Where one area is singed beyond recognition, maybe another can be made to flourish, and while it flourishes we can find rest and go back to retrieve the people scrounging in the scorched Earth so they can walk in lockstep with us.
Racism will dog us until we die because it remains the one realm in greatest need of repair, so when gays and lesbians are made whole by American law then we can set about doing the race work because some of us — black and brown gays and lesbians — fight multiple battles on multiple fronts on any given day.
It’s been past time for us to get real and to be human and to start today. My old friend, Shelle, used to say to me of her haters that they weren’t beating her down.
“They’re beating me up,” she’d say.
And that is what this fool, this evil church shooter, has done to Her.
He has beaten Her up.
And from where we stand now we can all see that we need equality on every single front where equality can fit — among the sexes, among the uninsured, among the working poor.
Among those heretofore disallowed from legally joining in matrimony because they — we — happen to be of the same sex.
And this is what America had done to me: America had made me so skeptical, so hard-hearted in a way that I never ever thought I would be “allowed” — in the privacy of my own home — to look my woman in the eyes and say: “We are legal.”
It never mattered to me, because I had steeled my heart from any forms of heterosexist guidelines and accomplishments, telling myself all along the way that what works for them does not always work for them, so why should I be so aspirational?

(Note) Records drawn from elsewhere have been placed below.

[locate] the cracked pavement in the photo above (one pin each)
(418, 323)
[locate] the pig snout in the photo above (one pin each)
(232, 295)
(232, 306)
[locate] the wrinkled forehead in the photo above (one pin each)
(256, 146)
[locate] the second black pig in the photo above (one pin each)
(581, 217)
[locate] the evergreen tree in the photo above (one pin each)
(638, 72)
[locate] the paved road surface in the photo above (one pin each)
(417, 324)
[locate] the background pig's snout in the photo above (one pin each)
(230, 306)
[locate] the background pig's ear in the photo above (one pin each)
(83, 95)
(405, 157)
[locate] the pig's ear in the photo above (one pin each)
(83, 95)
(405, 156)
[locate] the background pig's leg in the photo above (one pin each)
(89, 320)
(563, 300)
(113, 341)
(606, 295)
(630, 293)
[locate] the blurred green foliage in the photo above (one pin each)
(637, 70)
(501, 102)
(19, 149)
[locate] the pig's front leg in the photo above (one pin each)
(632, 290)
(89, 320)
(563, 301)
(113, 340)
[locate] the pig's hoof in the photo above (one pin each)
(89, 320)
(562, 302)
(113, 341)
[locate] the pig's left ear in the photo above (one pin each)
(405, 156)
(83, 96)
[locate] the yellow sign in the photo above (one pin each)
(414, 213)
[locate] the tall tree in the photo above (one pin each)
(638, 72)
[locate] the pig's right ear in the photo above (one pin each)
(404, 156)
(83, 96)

Why is marriage a thing I should want?
This is what skeptics do.
We talk ourselves out of happiness because we have grown so used to it being denied us. But, now, in a sort of daze, she and I have been randomly looking at one another and saying, “We are legal.” And talks and plans of the “fake wedding” we abandoned long ago because we both knew in our hearts it wouldn’t be real and it wouldn’t count have resumed.

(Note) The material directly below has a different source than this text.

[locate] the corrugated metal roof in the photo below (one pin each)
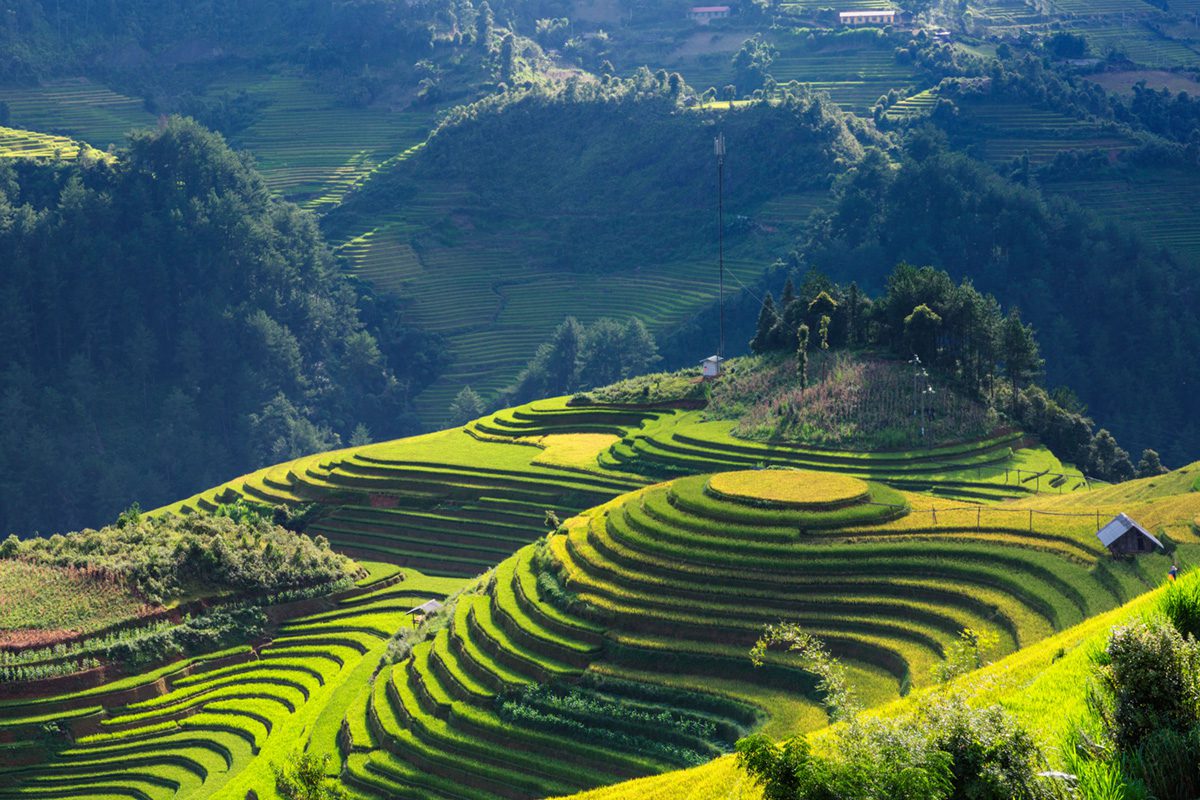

I have started a list of guests and songs because there are people who have taken care of us, asked her about me and me about her, and we met on an empty dance floor to music each of us assumed no one else listened to but us.
I became a licensed officiant two years ago because Victor asked me to so I could marry him and his girlfriend; not long ago, two women came to me and asked me to marry them in August, and I said yes knowing it was going to be in many ways an act.
But now it is so real and meaningful, and my first same-sex ceremony makes it personally as historical as Justice Anthony Kennedy splitting ways with his conservatives on the bench to write monumental law that touches all 50 states.
In all this wonderment I am trying my hardest to ignore the fact that people like me remain wholly dependent on the whims, emotions, opinions and perhaps even the sleep deprivation of white men in power.
What if Justice Kennedy was surly or distracted and decided not to break ranks with his fellow conservatives? What if, instead, he toed the party line and kept us separate, separated and unequal and flapping in the wind of second-class citizenry?
I would get to live out my life performing marriages that weren’t real. I’d be trash-talking heterosexuals who live to keep the full armor of human rights from the rest of us. Most importantly, my girl and I would never, not once, breathe that big sigh of relief, stare at one another and get giddy thinking about the day we get to stand before our families, our friends and our God.